The decree of Alexander I to the Senate of August 6, 1809, "On the rules for promotion to ranks in the civil service and on examinations in sciences for promotion to collegiate assessors and state councilors", stipulated that only persons who had completed a higher education or passed an examination according to an established programme could be promoted to the rank of collegiate assessor, in addition to meeting the corresponding length-of-service requirement.

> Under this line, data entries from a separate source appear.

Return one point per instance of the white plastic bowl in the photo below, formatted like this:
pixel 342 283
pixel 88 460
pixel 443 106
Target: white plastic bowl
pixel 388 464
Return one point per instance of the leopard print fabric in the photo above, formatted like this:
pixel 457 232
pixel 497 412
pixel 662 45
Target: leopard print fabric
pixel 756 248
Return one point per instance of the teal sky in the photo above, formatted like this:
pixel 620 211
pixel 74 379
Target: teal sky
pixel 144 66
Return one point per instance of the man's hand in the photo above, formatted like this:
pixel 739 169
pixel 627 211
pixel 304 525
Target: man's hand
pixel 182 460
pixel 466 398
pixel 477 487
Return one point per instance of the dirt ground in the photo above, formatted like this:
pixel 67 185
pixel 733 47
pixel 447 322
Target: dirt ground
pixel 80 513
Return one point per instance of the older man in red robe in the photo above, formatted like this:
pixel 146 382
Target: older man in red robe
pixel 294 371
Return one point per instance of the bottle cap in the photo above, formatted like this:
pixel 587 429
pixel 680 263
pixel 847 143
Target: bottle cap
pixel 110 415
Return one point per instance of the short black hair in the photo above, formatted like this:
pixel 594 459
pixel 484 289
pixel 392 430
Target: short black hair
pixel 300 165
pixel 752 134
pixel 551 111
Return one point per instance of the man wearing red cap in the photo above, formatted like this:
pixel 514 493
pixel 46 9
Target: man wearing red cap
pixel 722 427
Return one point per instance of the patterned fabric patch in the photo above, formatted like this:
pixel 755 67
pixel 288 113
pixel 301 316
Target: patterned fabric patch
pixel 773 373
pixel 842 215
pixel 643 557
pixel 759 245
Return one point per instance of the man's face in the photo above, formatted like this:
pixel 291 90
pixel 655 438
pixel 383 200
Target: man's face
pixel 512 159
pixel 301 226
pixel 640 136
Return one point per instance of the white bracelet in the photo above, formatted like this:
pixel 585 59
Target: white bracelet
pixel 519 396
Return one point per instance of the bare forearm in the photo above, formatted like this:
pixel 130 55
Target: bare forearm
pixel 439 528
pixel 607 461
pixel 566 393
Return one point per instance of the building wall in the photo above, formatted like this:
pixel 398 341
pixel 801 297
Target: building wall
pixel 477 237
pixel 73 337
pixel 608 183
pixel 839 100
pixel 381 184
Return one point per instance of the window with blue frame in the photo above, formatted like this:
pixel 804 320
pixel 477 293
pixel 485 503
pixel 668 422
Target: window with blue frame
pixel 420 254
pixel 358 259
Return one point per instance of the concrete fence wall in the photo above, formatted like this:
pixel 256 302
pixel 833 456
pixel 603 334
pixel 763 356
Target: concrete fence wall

The regulation of 1834 specified that estate affiliation was taken into account only when conferring a rank of the 8th class, which carried hereditary nobility. For non-nobles, the required length of service was increased regardless of educational attainment. A further condition for promotion to collegiate assessor for officials of initial and middle rank was appointment to a position of the corresponding class.

The law of December 9, 1856, "On terms of promotion in ranks in civil service", abolished preferential terms of service based on education and established uniform terms for promotion to the next rank for all officials (four years each from the 8th to the 6th class).

The rank was abolished on November 12, 1917, by the Decree on the Abolition of Estates and Civil Ranks.

== Collegiate assessor in Russian literature ==
- Alexander Pushkin, in an epigram on Alexander I dating to the first half of the 1820s, wrote of the tsar: "the hero has wearied of the front — / Now he is a collegiate assessor / In the department of foreign affairs!" Since the preceding lines describe "our tsar" as a dashing captain, the implication is that the emperor received a promotion upon transferring to a different department.
- In his Lyceum poem "To Comrades" (1817), Pushkin wrote: "I do not tear my breast to become a captain / And I do not crawl into assessors".
- Nikolai Gogol: The protagonist of the short story "The Nose", Kovalyov, is a collegiate assessor, though he prefers to be called a major (Gogol himself later attained this rank). Ivan Pavlovich Yaichnitsa in the play Marriage holds the rank of collegiate assessor. In the comedy "The Government Inspector", the district court judge Ammos Fyodorovich Lyapkin-Tyapkin also holds this rank.
- Alexander Griboyedov, "Woe from Wit": Famusov obtained the rank of collegiate assessor for Molchalin, thereby demonstrating great trust in him.
- Fyodor Dostoevsky, "Notes from Underground": The narrator served for many years as a collegiate assessor before receiving an inheritance of six thousand rubles and immediately retiring.
- Anton Chekhov: In the short story "Fat and Thin", the character Porfiry (the thin man) is a collegiate assessor: "I am serving, my dear! A collegiate assessor for two years now, and I have the Stanislaus". In the short story "The Darling", the protagonist Olenka is introduced as the daughter of a retired collegiate assessor. In the story "Lawlessness", the protagonist, collegiate assessor Miguev, has been unfaithful to his wife with a maid and is convinced that she has left their baby on his doorstep — it is precisely the fear for his position and reputation that drives Miguev's subsequent misadventures that evening.